Josh Hansen: "We have liftoff! We're now beating the random..."

Josh Hansen @me@joshhansen.tech

Hacker-poet. Learn Something cofounder & CTO. Creator of Seattle Poetry Meetup. To me everything is craft; everything is creativity.

Jack of all trades, but master of some. Typescript, Rust, Kotlin, Python—collector of programming languages since age 11. Deep neural networks, reinforcement learning, AI if you must....

Project concepts and progress; kind-hearted smackdowns; quesadilla technique if you're lucky.

Github: https://github.com/joshhansen

LinkedIn: https://www.linkedin.com/in/hansen-josh

Josh Hansen

@me@joshhansen.tech

We have liftoff!

We're now beating the random baseline on a 10x10 board, with a greedy algorithm trained only on self-play data:

Evaluating umpire AIs:

r wins: 459

./ai/agz/6.agz wins: 541

Draws: 0

The model is a basic convolutional neural network based on the context surrounding the city or unit taking the next action. The weights serialize to 166KB, so easy to deploy with the game.
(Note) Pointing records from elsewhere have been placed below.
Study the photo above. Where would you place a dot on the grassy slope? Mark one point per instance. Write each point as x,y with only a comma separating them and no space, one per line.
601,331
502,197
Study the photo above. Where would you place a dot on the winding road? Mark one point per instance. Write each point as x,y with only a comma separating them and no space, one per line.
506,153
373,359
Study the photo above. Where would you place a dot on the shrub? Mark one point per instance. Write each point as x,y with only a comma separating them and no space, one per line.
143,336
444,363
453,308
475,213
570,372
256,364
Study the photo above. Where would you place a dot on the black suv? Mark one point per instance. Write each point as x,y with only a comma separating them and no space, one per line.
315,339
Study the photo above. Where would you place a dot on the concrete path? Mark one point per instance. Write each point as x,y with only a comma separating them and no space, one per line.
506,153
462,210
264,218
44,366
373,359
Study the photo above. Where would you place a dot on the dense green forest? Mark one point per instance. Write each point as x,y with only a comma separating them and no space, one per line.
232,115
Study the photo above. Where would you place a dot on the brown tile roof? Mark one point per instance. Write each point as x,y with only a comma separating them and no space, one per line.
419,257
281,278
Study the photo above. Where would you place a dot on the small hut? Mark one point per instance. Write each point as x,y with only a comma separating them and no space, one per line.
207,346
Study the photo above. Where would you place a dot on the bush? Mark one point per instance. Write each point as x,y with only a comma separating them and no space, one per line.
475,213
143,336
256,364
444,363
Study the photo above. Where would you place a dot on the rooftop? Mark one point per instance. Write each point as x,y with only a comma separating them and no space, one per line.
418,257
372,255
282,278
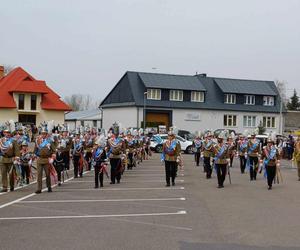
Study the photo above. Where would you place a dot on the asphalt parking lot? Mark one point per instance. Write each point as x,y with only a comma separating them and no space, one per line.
141,213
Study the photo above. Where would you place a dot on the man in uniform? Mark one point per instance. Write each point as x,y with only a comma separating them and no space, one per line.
170,153
197,144
44,149
270,157
9,149
207,154
116,147
253,151
242,151
220,160
297,155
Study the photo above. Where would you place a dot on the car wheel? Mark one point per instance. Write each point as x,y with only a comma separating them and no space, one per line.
158,149
189,150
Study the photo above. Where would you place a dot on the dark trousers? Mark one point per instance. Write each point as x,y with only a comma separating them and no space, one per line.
98,175
197,158
66,156
59,168
130,162
115,170
207,167
231,160
271,172
242,163
25,173
221,173
253,167
88,158
76,159
171,171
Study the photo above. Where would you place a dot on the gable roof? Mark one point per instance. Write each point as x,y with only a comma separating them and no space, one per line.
132,94
18,80
83,115
167,81
251,87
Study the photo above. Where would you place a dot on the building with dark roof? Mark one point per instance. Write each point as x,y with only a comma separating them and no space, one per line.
191,102
27,100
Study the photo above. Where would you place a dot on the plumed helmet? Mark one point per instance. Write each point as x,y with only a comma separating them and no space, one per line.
115,128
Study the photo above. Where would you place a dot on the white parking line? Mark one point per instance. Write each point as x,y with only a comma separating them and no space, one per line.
146,181
120,189
30,195
92,216
111,200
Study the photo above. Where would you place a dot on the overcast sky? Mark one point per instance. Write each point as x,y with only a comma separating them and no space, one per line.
86,46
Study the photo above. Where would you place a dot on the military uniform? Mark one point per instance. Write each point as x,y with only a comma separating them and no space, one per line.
77,154
253,151
44,148
131,148
197,144
207,154
171,152
242,151
297,156
270,156
116,147
221,154
99,157
9,149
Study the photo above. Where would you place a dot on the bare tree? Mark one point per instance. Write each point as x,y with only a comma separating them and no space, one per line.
281,87
80,102
8,68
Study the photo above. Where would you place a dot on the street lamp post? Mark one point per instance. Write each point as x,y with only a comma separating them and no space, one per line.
144,111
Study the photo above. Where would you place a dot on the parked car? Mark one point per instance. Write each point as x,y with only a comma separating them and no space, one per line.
156,143
186,135
218,131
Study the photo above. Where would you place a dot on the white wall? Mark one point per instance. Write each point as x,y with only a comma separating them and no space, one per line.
127,116
72,125
187,119
194,120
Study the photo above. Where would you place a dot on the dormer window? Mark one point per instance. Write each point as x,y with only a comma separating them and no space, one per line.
230,98
176,95
249,99
197,96
153,94
268,100
21,103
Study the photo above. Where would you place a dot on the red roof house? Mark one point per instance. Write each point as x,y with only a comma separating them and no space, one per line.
18,81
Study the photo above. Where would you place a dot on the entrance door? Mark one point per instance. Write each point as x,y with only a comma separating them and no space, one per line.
27,119
156,118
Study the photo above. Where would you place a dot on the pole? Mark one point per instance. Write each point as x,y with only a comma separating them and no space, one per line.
281,130
144,113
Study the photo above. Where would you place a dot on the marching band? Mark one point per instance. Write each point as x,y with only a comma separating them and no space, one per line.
126,148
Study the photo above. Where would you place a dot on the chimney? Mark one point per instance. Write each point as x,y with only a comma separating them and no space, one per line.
1,71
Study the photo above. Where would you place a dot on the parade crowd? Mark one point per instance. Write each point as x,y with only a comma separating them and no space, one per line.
123,149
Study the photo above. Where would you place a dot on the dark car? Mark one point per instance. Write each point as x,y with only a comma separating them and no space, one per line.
218,131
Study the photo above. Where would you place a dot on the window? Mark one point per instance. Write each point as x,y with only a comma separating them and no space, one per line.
197,96
230,98
249,99
21,101
269,100
33,102
249,121
176,95
269,122
153,94
230,120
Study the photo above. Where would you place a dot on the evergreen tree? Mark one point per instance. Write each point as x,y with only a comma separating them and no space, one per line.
294,103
The key to training was to up the number of training instances - "The Unreasonable Effectiveness of Data", after all. With purely-random algorithms doing the self-play, this can run extremely fast.

The next obstacle will be the transport mechanic: the need for land units in Umpire to board a transport ship to transfer continents. The inability of air and sea units to capture cities means this mechanic must be understood at some level for an AI to operate on the full 180x90 map, where large stretches of ocean divide multiple land masses.

With purely-random players, the likelihood of this mechanic getting triggered and thus entering the training data seems fairly low. But if we throw enough training episodes at it, we'll see it eventually. This may necessitate multithreading the self-play code to run multiple games simultaneously, and optimizing the game engine for throughput.